The Institute for Government’s critical report called on the Government to ‘accept that judicial review improves policy’ and to ‘review their own policy making processes before trying to limit judicial scrutiny of ministers’ decisions’. Leading academic in the field of judicial review, Professor Mark Elliot, has been a vocal critic of the reforms on his popular blog, which is helpful for those wanting to understand the implications of proposed reforms in finer detail.

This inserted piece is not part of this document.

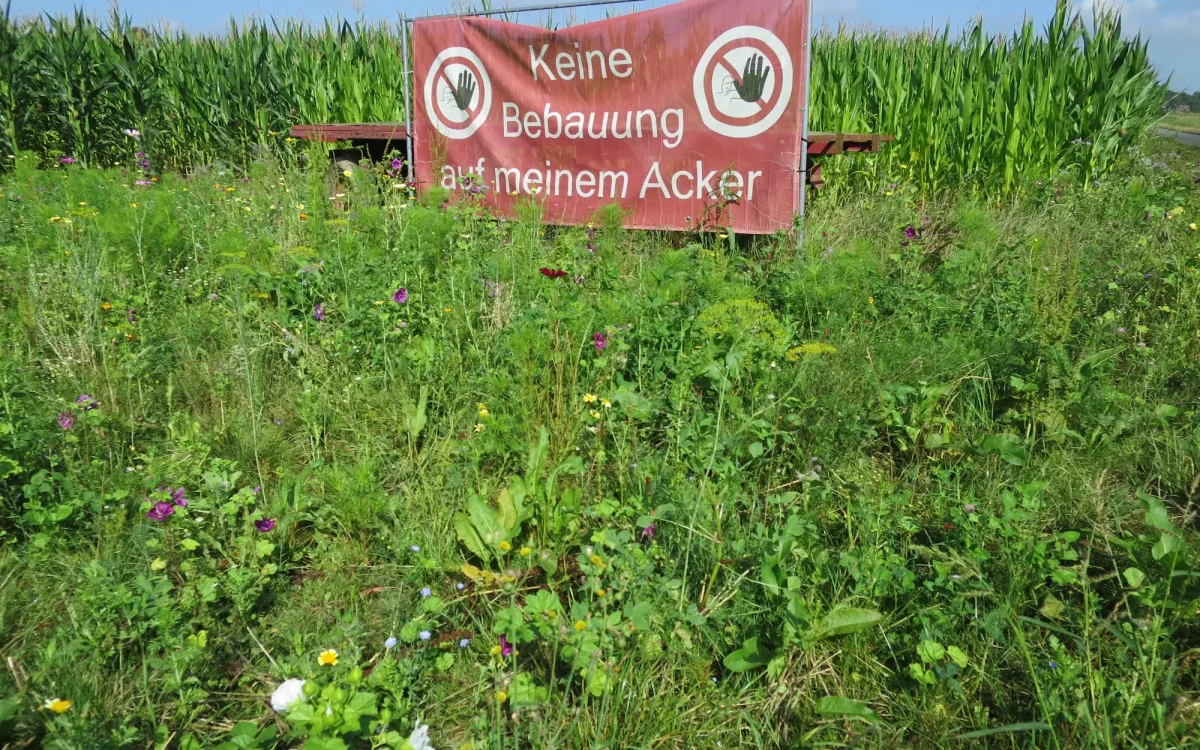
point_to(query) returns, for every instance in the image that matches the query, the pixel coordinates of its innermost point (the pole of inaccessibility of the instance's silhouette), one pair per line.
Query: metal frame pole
(408, 108)
(804, 126)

A Bill to give effect to the Government’s ambitions was included in the Queen’s Speech but the detail is not yet certain. What is certain is that it has the potential to alter what is a fundamental aspect of our democracy. The far-reaching impacts of this cannot be understated, especially given the Government has indicated it plans to go beyond the recommendations of the panel of experts that it selected to conduct the review and the questionable basis for some of the ‘problems’ identified. While it’s still possible, we may yet see a judicial review of the consultation process to review judicial review (phew!)
SMK is are working with organisations like Liberty and Friends of the Earth to ensure that the fundamental right to hold public bodies to account in a court of law is not undermined beyond recognition.